USAA sold all of its investment accounts to Charles Schwab and the transfer happens this month. I just want to point out how Schwab and other investment companies are making money in the age of low fees and zero trade commissions – your cash accounts.
Gone are the days when mutual funds extracted 2% fees each year for managing your funds. Now it is your cash that they extract wealth from. See while they pay you a measly 0.06% to 0.35% for your cash account they are investing it and keeping the earnings for themselves.
With USAA you could set up a sweep account to “sweep” your cash automatically into a nice juicy money market account so the money was not just sitting idle. Or to a FDIC-insured bank account to provide safety but not much in interest. I love the automatic sweep feature.
Schwab recently moved all their current customers to low interest cash accounts and will now bring USAA investors in to the same situation.

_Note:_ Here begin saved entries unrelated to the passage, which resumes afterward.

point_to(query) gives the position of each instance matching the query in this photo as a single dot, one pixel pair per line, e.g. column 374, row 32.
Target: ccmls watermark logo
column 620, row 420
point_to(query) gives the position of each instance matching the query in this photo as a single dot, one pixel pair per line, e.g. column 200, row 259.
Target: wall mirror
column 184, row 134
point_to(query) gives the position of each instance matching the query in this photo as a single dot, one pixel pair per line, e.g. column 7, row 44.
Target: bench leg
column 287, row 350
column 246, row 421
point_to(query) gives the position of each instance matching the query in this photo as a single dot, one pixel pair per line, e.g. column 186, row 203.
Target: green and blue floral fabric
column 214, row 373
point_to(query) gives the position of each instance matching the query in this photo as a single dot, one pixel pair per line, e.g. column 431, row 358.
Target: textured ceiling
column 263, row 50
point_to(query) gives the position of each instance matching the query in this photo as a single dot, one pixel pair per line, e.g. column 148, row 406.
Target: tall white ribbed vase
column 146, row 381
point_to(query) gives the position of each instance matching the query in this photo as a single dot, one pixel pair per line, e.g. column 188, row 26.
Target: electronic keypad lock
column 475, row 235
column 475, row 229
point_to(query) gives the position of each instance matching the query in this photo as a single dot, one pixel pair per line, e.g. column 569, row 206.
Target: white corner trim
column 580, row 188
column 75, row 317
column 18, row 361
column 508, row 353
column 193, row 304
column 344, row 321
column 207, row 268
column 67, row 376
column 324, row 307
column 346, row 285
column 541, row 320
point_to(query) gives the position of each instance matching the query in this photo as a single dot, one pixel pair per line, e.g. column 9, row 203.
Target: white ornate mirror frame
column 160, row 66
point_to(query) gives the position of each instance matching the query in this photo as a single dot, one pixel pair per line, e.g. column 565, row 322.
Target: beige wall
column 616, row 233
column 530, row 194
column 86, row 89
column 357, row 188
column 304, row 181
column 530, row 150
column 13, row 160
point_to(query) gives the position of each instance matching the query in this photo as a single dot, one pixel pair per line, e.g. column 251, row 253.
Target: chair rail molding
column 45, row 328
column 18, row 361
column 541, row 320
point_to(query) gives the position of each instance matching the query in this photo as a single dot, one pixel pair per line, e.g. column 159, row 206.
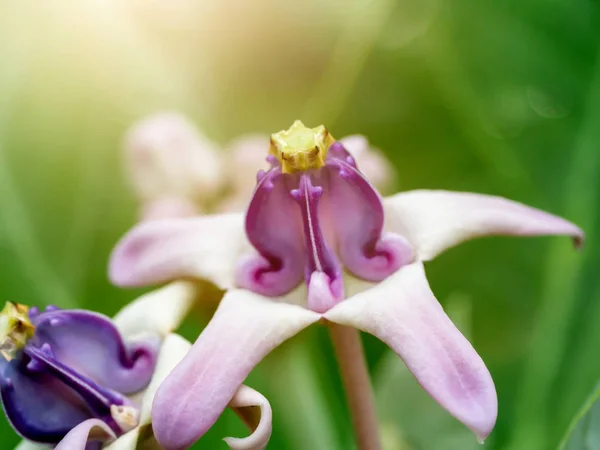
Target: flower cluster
column 316, row 244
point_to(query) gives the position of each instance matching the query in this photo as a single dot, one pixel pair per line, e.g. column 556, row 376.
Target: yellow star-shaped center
column 300, row 148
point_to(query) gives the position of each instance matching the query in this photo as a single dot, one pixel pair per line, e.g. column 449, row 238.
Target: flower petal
column 90, row 344
column 92, row 430
column 158, row 312
column 370, row 161
column 244, row 329
column 22, row 396
column 173, row 350
column 255, row 410
column 436, row 220
column 28, row 445
column 403, row 313
column 273, row 226
column 164, row 250
column 168, row 157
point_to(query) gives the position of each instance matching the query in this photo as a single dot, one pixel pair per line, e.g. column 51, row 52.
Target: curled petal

Schwab is not alone, most brokerages are doing the same thing expecting investors to be too lazy to notice or care.
So what can you do whether you are at Schwab or some other brokerage company?
You can BUY money market funds with your cash while not in equity funds to obtain interest on your cash. But more important today I recommend you set up your account so you can manually sweep your cash into a FDIC insured bank account for protection – especially in today’s environment.
During bear markets in the stock market, you might want to sit on the sidelines in cash for a couple of years. Earning interest matters to high balances. And in real financial crisis (like today) you need to have access to FDIC insurance for your deposits. Yes, it COULD get this bad.
Do you think I am fear-mongering? How many retail investors outside of TSP Smart members know what happened in March? Did your advisor mention it and explain what happened and can still happen?
Ho-hum, I try.
In my opinion the Federal Gov’t is less likely to bailout the underfunded SIPC insurance in speculative brokerage accounts than the FDIC insured bank deposit accounts.
The good news, is that Schwab has the ability to link an FDIC-insured bank account to your brokerage account and so do other brokerages. You need to look into this to make sure you are set up for when you need it.
USAA’s timing was good. Just as Schwab and other brokerages were seeing $ signs on rising interest rates that they would earn profits via your cash accounts, interest rates reversed and their new profit channel died.
And so, in the end you are not losing much at current rates to your brokerage company’s cash scheme. You are losing interest earnings to debtors thanks to central bank manipulation of rates via asset purchases – but that is another story.
One last thought for today’s investing environment. I would rather have FDIC insurance at 0% interest rates, than no FDIC insurance in a money market fund earning 0.35% or less. Something to think about because in the long-run, risk matters.
PS. Title aside, USAA and Charles Schwab are good companies with great customer service. Just don’t be lazy with your cash accounts. Know what your risks are and how your broker earns profits… off of you.